The name of the JavaScript file ties it to your account. You don’t need to install any files on your server, because the Typekit servers deliver the fonts directly to your site visitors’ browsers.

The JavaScript code defines a CSS class that you apply to whatever elements you want to have appear in a particular font. The Typekit site provides these class names for each font. You can also define additional class names.

Alternatively, you can use the more traditional approach of specifying the font names in your font-family declarations in any CSS style rule, but you need to include two different font names.

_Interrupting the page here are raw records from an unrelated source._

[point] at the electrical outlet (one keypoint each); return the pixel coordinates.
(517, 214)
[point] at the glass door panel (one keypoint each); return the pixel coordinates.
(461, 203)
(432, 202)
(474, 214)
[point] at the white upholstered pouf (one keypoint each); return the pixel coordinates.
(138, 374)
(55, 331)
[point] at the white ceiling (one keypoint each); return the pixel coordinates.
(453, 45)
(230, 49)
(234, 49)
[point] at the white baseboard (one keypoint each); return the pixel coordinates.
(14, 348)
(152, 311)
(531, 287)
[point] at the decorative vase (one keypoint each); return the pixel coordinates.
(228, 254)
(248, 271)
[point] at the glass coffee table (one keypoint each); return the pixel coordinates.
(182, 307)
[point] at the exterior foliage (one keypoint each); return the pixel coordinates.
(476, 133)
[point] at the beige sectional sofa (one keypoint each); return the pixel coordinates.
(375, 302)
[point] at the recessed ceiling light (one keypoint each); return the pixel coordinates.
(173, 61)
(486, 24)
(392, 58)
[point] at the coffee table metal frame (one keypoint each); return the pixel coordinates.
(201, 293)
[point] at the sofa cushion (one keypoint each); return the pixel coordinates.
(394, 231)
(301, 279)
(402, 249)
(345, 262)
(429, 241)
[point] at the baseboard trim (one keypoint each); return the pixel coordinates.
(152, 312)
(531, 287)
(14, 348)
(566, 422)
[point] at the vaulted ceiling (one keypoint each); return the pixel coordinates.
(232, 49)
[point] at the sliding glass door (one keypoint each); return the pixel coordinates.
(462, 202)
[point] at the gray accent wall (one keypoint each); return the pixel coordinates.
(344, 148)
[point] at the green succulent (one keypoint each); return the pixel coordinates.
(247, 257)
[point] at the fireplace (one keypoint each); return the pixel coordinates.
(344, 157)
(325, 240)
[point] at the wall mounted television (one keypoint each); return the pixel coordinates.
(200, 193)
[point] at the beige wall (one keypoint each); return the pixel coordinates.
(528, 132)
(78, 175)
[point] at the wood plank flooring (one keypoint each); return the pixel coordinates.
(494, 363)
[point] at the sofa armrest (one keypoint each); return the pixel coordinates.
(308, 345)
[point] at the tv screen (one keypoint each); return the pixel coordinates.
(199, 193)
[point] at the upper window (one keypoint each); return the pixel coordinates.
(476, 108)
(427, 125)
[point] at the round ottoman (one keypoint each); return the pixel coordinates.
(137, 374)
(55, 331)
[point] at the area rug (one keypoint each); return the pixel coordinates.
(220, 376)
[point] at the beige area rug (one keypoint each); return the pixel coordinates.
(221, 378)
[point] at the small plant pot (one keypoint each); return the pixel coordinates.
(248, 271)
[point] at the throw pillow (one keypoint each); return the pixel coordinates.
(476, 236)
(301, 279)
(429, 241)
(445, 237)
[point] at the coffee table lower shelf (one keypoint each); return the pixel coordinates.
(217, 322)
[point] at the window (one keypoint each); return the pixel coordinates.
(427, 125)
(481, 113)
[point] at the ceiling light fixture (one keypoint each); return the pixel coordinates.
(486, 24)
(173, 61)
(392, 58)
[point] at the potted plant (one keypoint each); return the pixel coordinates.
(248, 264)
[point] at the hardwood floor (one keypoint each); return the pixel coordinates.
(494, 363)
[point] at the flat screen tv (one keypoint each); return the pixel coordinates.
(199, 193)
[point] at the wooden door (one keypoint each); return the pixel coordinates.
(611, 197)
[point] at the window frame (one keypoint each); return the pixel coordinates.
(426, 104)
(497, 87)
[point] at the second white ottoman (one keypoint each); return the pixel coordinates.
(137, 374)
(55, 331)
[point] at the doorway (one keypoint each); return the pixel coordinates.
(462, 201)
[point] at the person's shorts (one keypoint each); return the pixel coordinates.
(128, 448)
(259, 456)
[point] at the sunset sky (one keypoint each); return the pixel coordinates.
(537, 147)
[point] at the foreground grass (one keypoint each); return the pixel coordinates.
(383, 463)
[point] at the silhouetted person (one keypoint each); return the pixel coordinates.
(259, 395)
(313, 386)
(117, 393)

This is because part of Typekit’s anti-piracy scheme is to split the fonts into two files.

Font Service a la Carte

Fontdeck and Kernest are web font service bureaus, like Typekit, that provide commercial fonts on an annual fee basis. Unlike Typekit, fonts are priced individually.


To add a Fontdeck or Kernest font to your site, you link in the stylesheet they provide, using code something like:


<link href="http://f.fontdeck.com/s/css/uH5+KWQnXYZZYggGJ9XZLTAgw/www.webvanta.com/1234.css" rel="stylesheet" type="text/css" />

or


<link href='http://kernest.com/fonts/museum-bible.css' media='screen' rel='stylesheet' type='text/css' /> 

Once you’ve included this stylesheet, you can then specify the fonts you’ve purchased by name in your other CSS rules, as with any font:


h1 {font-family: 'Museum Bible'; } 

Just the Beginning


Web fonts are still in a state of rapid evolution, but they are ready for use today with a little care. Licensing issues may keep you from using the exact font you have in mind as a web font, but if you’re flexible you can probably find something similar. Over the next few years, many more fonts are likely to become available. In a decade or two, perhaps there will even be a pervasive font format, and we’ll be able to drastically simplify our font-related CSS code.